Luiz explica que esse novo cenário marcou a “evolução do pensamento típico do Antigo Regime, que associava o tratamento da pobreza ao espírito de caridade cristã, para uma concepção mais racional, que tentava disciplinar mendigos e marginais através do trabalho e dos hábitos de economia”. Mas, o professor destaca que essas mudanças ainda não foram suficientes para desvincular a concepção religiosa da caridade no Brasil.
A mudança mais significativa no conceito da caridade acontece após a independência, quando há “uma grande efervescência do ponto de vista de associações mutuais, políticas, científicas e culturais”. Isso acontece por causa do ideário liberal e de livre-associação desse período.

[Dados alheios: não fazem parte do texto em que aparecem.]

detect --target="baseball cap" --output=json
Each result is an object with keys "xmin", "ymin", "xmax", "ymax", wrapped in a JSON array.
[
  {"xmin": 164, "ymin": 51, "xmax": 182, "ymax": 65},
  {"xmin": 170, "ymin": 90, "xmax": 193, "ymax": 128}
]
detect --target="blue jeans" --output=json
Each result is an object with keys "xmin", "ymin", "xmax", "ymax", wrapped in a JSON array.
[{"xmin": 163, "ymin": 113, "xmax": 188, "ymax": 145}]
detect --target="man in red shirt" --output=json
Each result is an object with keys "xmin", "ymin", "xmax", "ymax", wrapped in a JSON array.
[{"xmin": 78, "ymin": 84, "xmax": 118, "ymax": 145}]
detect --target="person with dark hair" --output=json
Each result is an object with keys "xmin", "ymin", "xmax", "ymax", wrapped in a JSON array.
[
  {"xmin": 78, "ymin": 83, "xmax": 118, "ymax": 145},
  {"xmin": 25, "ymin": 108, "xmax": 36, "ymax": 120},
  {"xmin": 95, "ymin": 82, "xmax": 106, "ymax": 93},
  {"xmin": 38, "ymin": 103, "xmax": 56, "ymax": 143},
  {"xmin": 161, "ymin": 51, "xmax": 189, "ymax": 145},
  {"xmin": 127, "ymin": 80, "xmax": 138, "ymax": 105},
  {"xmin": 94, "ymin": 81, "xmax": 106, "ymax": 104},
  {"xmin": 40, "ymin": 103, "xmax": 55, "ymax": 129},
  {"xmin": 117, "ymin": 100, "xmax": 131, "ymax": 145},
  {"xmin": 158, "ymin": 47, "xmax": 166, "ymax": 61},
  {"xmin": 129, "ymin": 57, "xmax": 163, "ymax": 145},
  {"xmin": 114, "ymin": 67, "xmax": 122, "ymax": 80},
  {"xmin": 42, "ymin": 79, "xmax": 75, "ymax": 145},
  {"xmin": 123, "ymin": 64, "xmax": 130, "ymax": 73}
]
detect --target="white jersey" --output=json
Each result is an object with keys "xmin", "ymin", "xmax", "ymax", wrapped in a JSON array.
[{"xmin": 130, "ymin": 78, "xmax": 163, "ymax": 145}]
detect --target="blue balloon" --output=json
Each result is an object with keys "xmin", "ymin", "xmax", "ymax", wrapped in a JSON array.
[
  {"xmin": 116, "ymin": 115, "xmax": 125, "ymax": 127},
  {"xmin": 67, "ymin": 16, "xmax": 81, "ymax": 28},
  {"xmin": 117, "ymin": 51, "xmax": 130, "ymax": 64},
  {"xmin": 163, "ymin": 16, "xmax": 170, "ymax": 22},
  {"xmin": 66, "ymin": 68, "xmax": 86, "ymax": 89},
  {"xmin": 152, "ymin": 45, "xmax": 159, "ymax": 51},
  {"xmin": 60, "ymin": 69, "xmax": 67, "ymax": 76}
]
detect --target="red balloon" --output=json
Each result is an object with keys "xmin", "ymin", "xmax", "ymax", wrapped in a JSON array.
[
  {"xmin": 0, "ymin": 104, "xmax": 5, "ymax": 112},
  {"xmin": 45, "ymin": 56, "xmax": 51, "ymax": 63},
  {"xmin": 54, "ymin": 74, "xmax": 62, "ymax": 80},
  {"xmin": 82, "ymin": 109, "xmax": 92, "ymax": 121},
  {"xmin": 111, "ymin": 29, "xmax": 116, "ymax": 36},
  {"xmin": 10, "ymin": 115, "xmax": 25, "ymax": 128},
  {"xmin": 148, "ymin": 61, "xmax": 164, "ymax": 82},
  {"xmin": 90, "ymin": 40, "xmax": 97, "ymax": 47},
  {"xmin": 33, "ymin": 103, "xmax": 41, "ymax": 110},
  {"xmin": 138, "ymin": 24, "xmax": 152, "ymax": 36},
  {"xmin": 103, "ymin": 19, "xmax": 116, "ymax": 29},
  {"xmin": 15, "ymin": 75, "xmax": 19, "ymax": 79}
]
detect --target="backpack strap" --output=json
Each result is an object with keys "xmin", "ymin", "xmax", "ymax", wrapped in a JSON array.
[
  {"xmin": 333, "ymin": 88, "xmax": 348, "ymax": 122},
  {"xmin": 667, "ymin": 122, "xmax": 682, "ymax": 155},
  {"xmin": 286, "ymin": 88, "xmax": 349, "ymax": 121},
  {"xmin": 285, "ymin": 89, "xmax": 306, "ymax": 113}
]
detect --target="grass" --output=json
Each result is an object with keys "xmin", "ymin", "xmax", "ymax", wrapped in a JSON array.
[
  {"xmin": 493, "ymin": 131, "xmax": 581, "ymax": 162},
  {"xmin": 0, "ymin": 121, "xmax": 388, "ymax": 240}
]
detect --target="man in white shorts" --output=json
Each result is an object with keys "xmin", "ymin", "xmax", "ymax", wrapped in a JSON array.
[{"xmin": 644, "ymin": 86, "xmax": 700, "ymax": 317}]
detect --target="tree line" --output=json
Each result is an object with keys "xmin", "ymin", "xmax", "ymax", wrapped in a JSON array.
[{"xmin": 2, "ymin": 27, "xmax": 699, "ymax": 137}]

“Diferentemente das instituições caritativas dos séculos anteriores, tais associações partiam do indivíduo (e não mais da Igreja ou religião) como princípio para o combate à pobreza, através da atuação em conjunto, mas para mitigar os sofrimentos impostos pela pobreza”, afirma Luiz no artigo.
A caridade foi gradativamente substituída pela filantropia. A ação cristã e piedosa em relação aos segmentos pobres e desfavorecidos materialmente deu lugar a uma concepção arrojada de direitos humanos fundamentais.
Impacto social hoje
Em entrevista ao Varejo Com Causa, Luiz Fernando Saraiva destacou que essa concepção atual de “empresa socialmente responsável e que devolve algo à sociedade porque tem um compromisso” é muito recente. Ele acredita que, mais do que um movimento do mercado, esse novo conceito é resultado da luta dos movimentos sociais nas últimas décadas.
Mas ele acredita que ainda é preciso avançar, uma vez que essa ideia da caridade como uma ação necessariamente religiosa ainda é muito presente na sociedade. “Ainda temos uma visão muito feudal, de missão de Deus ou, ainda, de ação de homens iluminados”, afirma.
Ele lembra, ainda, que é preciso cuidado para não reproduzir alguns erros do passado, como a noção de hierarquização que foi criada com a construção das primeiras instituições de suporte ao pobre, como as Santas Casas. Segundo ele, havia uma separação clara entre os “irmãos de condição menor” que precisavam dessa ajuda e os “de condição maior”, que financiavam as instituições.
“No século 19 eram os pobres e negros quem mais precisavam desse atendimento nas Santas Casas e eles eram tratados de maneira inferiorizada por conta disso”, explica. Um aprendizado para as organizações hoje que desejam fazer ações de impacto social: não há mais espaço para essa ideia de hierarquia, nem de imposição de ações. É fundamental incluir na construção dos projetos justamente quem será beneficiado por eles. “Não dá mais pra ir com aquela ideia de que ‘estamos chegando para trazer soluções para os seus problemas”, provoca Luiz.